Enquanto a guerra continua a devastar a Ucrânia, teme-se que a Europa tenha entrado numa nova Guerra Fria. Mark Galeotti, especialista do Royal United Services Institute (RUSI) e director da Mayak Intelligence, observa à BBC que “quando pensamos na Guerra Fria, temos tendência a recordar os anos 70, quando as regras do jogo já estavam estabelecidas e aceites. De certo modo, estamos numa fase inicial da Guerra Fria – nos anos 50 e 60, um período muito mais cru.”

Mas como será uma Guerra Fria reavivada para a maior economia da Europa, um país que foi outrora dividido pela Cortina de Ferro?

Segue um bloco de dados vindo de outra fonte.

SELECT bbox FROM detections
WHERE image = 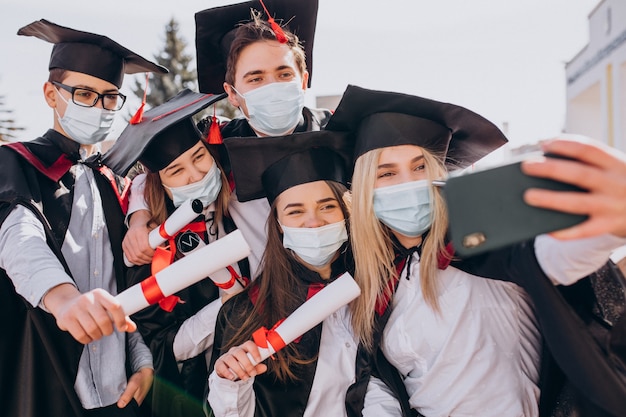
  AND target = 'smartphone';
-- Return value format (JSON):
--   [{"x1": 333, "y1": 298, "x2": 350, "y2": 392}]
[{"x1": 442, "y1": 155, "x2": 587, "y2": 257}]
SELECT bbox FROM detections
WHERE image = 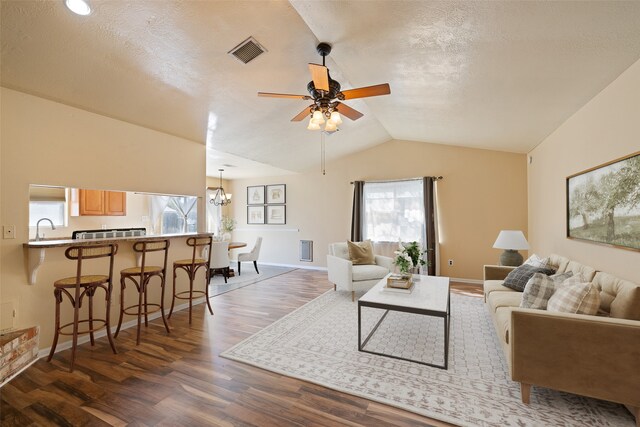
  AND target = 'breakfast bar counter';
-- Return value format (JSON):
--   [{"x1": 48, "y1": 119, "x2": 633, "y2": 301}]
[{"x1": 23, "y1": 233, "x2": 212, "y2": 285}]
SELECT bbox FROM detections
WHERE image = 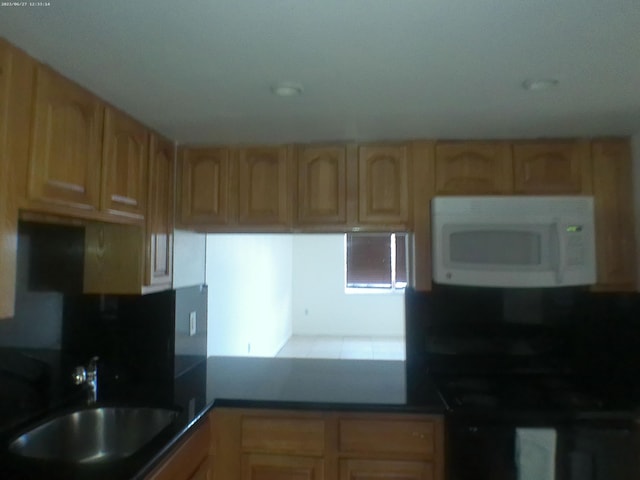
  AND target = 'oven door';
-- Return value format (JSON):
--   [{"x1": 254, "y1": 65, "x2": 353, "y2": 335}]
[{"x1": 447, "y1": 421, "x2": 640, "y2": 480}]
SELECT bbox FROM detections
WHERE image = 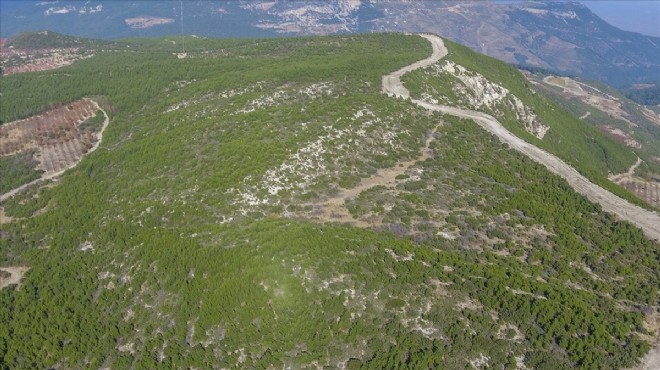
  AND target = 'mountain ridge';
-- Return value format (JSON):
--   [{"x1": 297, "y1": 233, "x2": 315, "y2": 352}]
[{"x1": 2, "y1": 0, "x2": 660, "y2": 87}]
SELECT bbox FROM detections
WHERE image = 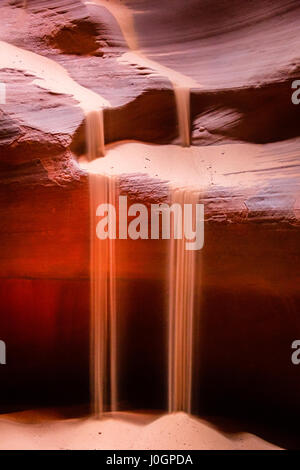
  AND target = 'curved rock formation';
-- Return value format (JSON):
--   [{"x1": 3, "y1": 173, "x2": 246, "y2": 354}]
[{"x1": 0, "y1": 0, "x2": 300, "y2": 436}]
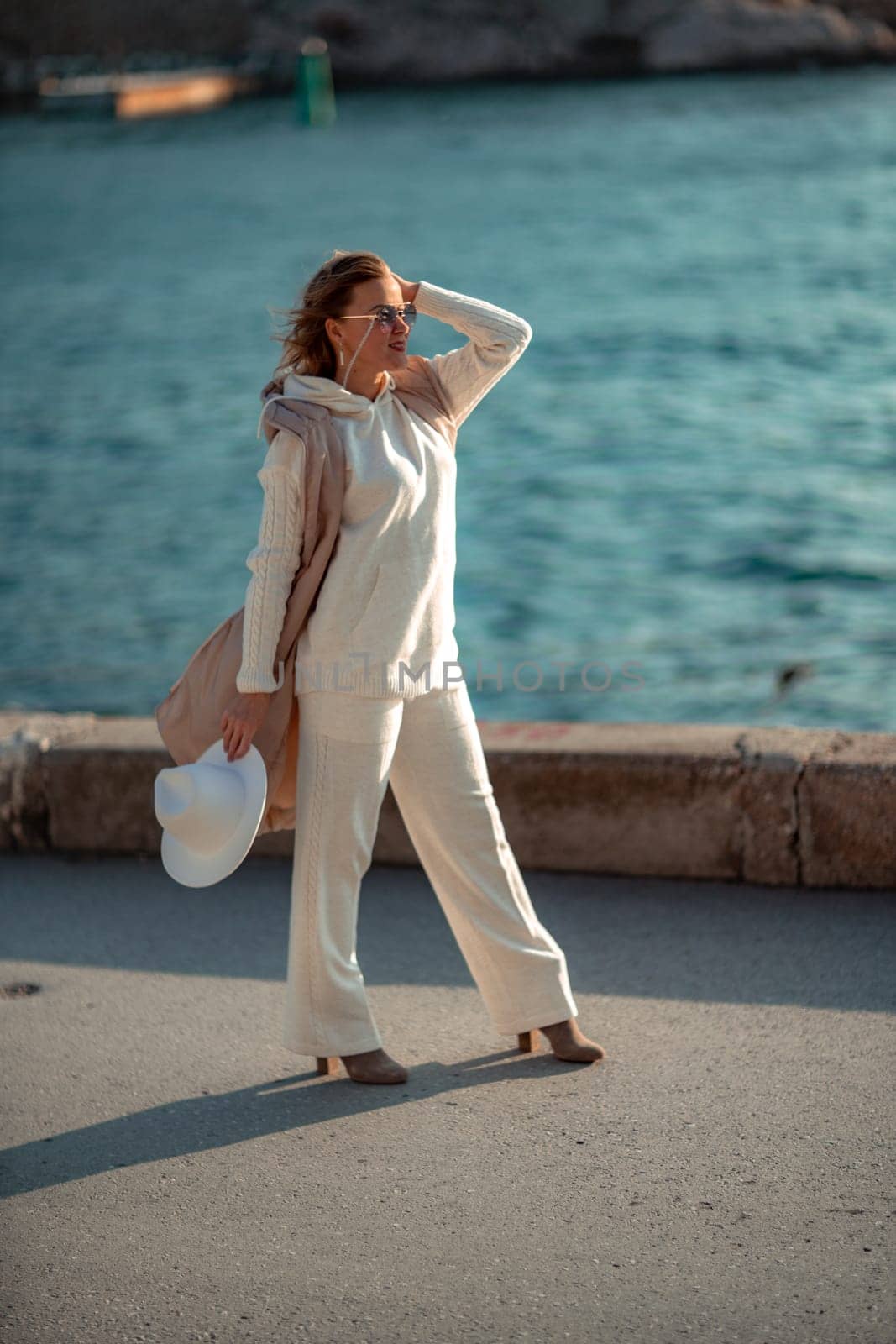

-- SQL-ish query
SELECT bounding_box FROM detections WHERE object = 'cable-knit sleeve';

[237,428,305,692]
[414,280,532,428]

A maior revelação ocorreu no mês passado, quando a CNN internacional informou que autoridades dos Estados Unidos avisaram Berlim sobre um alegado plano russo para assassinar o presidente executivo da maior empresa de armamento da Alemanha, a Rheinmetall. O Kremlin negou a acusação, mas a ministra dos Negócios Estrangeiros alemã, Annalena Baerbock, conhecida pela sua postura firme em comparação com o chanceler Olaf Scholz, criticou a Rússia por “conduzir uma guerra híbrida de agressão.”

Em Fevereiro, Armin Papperger, CEO da Rheinmetall, participou numa cerimónia de inauguração de uma nova fábrica de munições, ao lado do chanceler Scholz, do ministro da Defesa Boris Pistorius e da primeira-ministra dinamarquesa Mette Frederiksen. A sua posição de destaque no contexto em que os países da NATO estão a gastar bilhões para reabastecer a Ucrânia e fortalecer a própria segurança, torna-o um alvo de grande importância. Se o plano de assassinato tivesse sido concretizado, teria causado um abalo significativo no Ocidente.

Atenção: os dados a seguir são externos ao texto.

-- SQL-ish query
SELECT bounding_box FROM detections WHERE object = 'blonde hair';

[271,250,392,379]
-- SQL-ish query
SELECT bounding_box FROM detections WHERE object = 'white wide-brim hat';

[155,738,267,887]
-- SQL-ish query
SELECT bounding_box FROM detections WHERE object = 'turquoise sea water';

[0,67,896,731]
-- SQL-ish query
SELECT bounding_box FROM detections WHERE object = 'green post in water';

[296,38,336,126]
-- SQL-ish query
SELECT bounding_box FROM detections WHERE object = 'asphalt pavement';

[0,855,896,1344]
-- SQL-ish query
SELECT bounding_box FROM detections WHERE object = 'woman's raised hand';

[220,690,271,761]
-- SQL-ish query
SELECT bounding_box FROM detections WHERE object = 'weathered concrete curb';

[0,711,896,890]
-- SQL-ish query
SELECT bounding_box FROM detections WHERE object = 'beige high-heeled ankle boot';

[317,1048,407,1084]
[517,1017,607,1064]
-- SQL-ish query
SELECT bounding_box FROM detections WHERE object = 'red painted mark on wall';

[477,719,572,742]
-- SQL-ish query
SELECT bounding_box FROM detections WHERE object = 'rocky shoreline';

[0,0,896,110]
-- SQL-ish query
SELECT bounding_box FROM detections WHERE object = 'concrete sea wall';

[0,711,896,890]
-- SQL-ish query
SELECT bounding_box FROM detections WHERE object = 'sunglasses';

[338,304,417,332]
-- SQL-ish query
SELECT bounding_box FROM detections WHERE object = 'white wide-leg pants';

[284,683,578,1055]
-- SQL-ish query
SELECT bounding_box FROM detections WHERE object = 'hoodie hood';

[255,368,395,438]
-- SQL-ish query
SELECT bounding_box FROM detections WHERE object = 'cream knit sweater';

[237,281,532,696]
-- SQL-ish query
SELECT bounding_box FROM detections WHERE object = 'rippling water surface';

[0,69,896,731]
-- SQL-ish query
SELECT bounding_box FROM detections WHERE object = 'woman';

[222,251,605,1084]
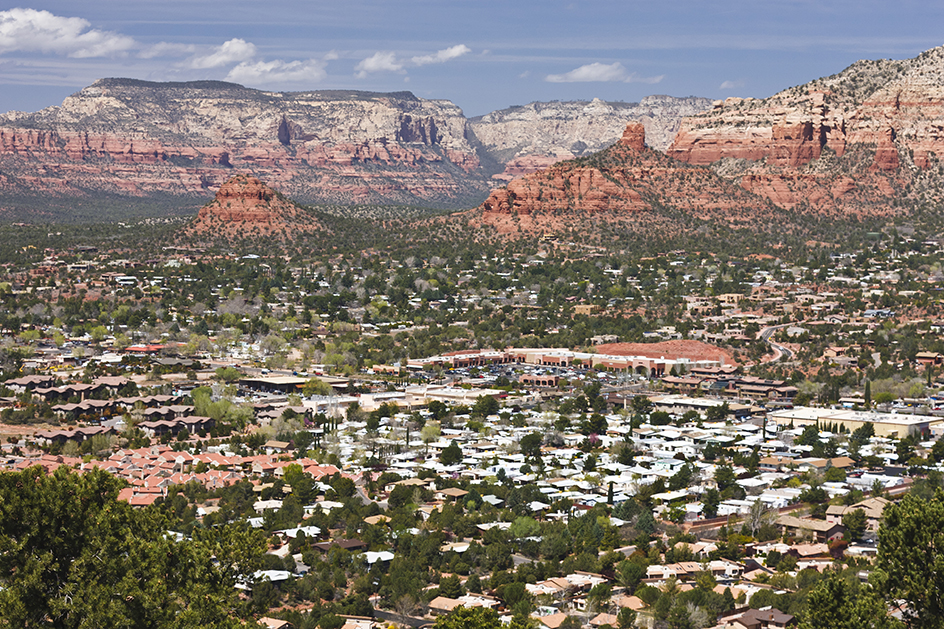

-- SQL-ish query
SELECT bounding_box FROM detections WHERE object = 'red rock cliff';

[187,175,321,238]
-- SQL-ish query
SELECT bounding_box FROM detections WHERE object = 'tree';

[616,607,636,629]
[705,400,731,422]
[877,489,944,629]
[439,574,462,598]
[701,487,721,519]
[519,432,544,459]
[842,509,866,541]
[420,422,441,450]
[800,571,901,629]
[439,441,462,465]
[0,467,264,628]
[472,395,501,417]
[433,605,501,629]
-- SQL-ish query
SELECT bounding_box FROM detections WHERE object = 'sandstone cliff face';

[667,48,944,212]
[0,79,487,203]
[469,96,711,181]
[0,79,707,207]
[185,175,322,240]
[478,123,766,233]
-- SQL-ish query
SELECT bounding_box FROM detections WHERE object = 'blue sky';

[0,0,944,116]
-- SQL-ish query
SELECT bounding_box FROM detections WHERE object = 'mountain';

[667,48,944,214]
[184,175,322,240]
[469,96,711,180]
[0,79,709,213]
[470,123,771,235]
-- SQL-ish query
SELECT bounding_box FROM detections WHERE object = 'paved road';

[760,323,794,363]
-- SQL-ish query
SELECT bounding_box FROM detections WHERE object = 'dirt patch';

[596,341,738,365]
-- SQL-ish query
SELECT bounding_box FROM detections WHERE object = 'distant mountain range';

[475,43,944,235]
[0,79,711,207]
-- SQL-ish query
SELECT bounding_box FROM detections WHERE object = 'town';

[0,227,944,629]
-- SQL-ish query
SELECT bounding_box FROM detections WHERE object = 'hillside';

[184,175,322,241]
[667,48,944,215]
[462,123,774,237]
[469,96,711,180]
[0,79,709,218]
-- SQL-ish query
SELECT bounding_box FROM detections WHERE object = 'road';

[760,323,796,363]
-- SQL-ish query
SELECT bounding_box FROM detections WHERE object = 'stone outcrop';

[478,123,766,232]
[469,96,711,180]
[667,48,944,213]
[185,175,322,240]
[0,79,708,207]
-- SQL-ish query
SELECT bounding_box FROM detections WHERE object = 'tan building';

[767,406,944,438]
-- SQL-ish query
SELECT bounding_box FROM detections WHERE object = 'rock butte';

[185,175,322,239]
[667,48,944,214]
[0,79,710,207]
[479,123,765,231]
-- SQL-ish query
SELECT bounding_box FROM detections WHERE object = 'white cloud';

[546,61,626,83]
[226,59,327,85]
[354,52,403,79]
[138,42,197,59]
[0,9,137,58]
[190,38,256,70]
[412,44,472,66]
[544,61,665,84]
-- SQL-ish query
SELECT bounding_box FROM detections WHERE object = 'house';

[724,607,796,629]
[826,497,889,531]
[777,515,846,542]
[429,596,465,616]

Pouco tempo depois, um erro de segurança permitiu que espiões intercetassem uma conversa altamente sensível entre oficiais seniores da força aérea alemã, que foi posteriormente transmitida na televisão russa. Este incidente, apesar de isolado, foi motivo de grande embaraço para Berlim, especialmente porque um general da Luftwaffe parece ter permitido o acesso dos espiões à chamada ao ligar-se através de uma linha insegura. Este erro alimentou as acusações de que a Alemanha tem sido o “elo mais fraco” na contraespionagem europeia, devido a um sistema fragmentado e federalizado, marcado por uma forte ênfase na privacidade individual.

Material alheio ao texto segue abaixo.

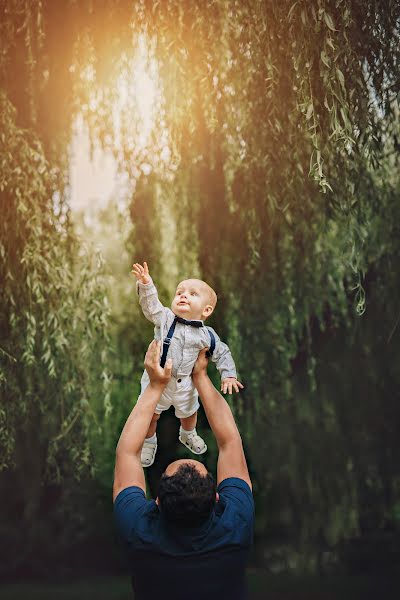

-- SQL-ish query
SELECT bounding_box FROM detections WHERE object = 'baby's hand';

[221,377,244,394]
[131,262,151,284]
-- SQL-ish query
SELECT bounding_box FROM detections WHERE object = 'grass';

[0,570,400,600]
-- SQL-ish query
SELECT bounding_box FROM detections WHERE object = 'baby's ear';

[203,304,214,319]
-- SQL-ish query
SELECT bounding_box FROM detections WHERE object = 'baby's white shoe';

[140,438,157,468]
[179,427,207,454]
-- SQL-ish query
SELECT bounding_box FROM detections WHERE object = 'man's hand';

[131,262,151,285]
[192,348,208,377]
[144,342,172,388]
[221,377,244,394]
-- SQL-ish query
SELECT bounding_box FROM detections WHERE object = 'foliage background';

[0,0,400,576]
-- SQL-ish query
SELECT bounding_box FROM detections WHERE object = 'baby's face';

[171,279,214,320]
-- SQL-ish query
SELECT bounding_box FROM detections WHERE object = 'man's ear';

[201,304,214,319]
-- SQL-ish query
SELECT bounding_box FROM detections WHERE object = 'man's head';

[171,279,217,320]
[157,460,217,527]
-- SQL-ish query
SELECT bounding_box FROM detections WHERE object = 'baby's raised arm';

[132,262,151,285]
[132,262,167,327]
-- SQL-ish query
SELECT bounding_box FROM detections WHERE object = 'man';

[114,341,254,600]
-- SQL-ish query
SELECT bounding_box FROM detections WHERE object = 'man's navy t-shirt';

[114,477,254,600]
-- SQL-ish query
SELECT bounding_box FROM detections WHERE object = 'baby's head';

[171,279,217,321]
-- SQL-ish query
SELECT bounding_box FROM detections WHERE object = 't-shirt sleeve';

[114,486,149,542]
[217,477,254,545]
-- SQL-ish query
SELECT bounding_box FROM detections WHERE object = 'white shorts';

[140,371,200,419]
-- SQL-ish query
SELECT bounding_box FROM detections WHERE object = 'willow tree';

[1,0,400,572]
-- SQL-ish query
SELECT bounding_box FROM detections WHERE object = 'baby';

[132,263,243,467]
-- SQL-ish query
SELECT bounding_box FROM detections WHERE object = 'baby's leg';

[141,413,160,467]
[180,410,197,431]
[146,413,160,439]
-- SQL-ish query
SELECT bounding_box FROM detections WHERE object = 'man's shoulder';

[114,486,159,539]
[215,477,254,544]
[217,477,254,510]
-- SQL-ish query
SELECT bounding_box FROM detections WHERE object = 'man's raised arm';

[192,350,251,488]
[113,340,172,500]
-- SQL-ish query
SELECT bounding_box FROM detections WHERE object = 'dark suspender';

[160,317,176,368]
[206,327,215,358]
[160,317,215,368]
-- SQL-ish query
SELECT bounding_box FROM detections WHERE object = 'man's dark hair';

[158,464,216,527]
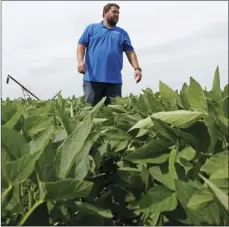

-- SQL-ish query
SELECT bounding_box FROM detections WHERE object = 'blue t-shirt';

[78,22,134,83]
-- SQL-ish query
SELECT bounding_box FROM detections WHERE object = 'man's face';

[105,6,119,26]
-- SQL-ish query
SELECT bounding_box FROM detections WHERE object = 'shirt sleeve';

[78,25,91,46]
[123,31,134,51]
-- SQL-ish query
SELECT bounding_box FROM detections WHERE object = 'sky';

[2,1,228,100]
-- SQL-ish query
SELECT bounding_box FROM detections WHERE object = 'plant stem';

[18,200,44,226]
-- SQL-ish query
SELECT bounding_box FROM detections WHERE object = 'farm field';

[1,67,229,226]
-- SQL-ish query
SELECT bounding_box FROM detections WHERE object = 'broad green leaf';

[169,147,178,179]
[114,140,129,152]
[24,115,53,136]
[138,185,177,213]
[209,163,229,190]
[139,164,149,190]
[177,147,196,161]
[36,142,55,182]
[183,121,211,152]
[92,118,108,125]
[151,110,205,128]
[39,179,93,201]
[1,127,29,159]
[205,118,220,153]
[220,96,229,119]
[144,212,164,226]
[1,102,17,122]
[173,128,207,153]
[200,151,228,175]
[152,118,177,143]
[136,128,150,138]
[75,202,113,218]
[216,116,229,135]
[149,166,175,190]
[175,180,220,225]
[159,81,181,111]
[223,84,228,97]
[180,83,190,110]
[29,126,54,153]
[128,116,153,132]
[188,77,208,113]
[108,105,126,113]
[125,139,169,164]
[212,67,222,101]
[85,97,106,120]
[5,151,41,184]
[117,169,144,189]
[55,116,92,179]
[3,110,24,128]
[176,147,196,174]
[104,128,132,140]
[199,174,228,211]
[187,188,214,211]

Semanas depois, dois cidadãos germano-russos foram presos sob suspeita de planearem sabotar instalações militares dos EUA na Baviera. Annalena Baerbock convocou o embaixador russo para protestar e declarou: “Não permitiremos que Putin traga o seu terror para a Alemanha.”

Na semana passada, foram encontrados buracos cortados nas cercas de instalações de água que abastecem duas bases militares na Renânia do Norte-Vestfália, levantando preocupações de que alguém estivesse a tentar contaminar o fornecimento. A Alemanha não é o único país europeu a ser alvo de aparentes atos de sabotagem, mas o grande número de bases militares dos EUA no país torna-a um ponto de pressão ideal.

Mark Galeotti acredita que Moscovo vê a Alemanha como uma potência grande, mas “flácida”, o que a torna um alvo estratégico. O maior ato de sabotagem conhecido nos últimos anos foi a explosão dos gasodutos Nord Stream, que ligam a Rússia à Europa através do Mar Báltico, em 2022. A especulação sobre quem ordenou o ataque tem sido intensa, mas recentemente a Alemanha emitiu um mandado de prisão contra um instrutor de mergulho ucraniano, o que trouxe um novo desenvolvimento dramático ao caso. Segundo o Wall Street Journal, a operação teria sido financiada de forma privada, mas supervisionada a partir da Ucrânia. Kyiv rejeitou o relatório como absurdo, e embora sempre tenha havido ceticismo de que o presidente Putin ordenaria a destruição do seu próprio gasoduto, este caso mostra como o mundo obscuro da espionagem pode ser cheio de reviravoltas.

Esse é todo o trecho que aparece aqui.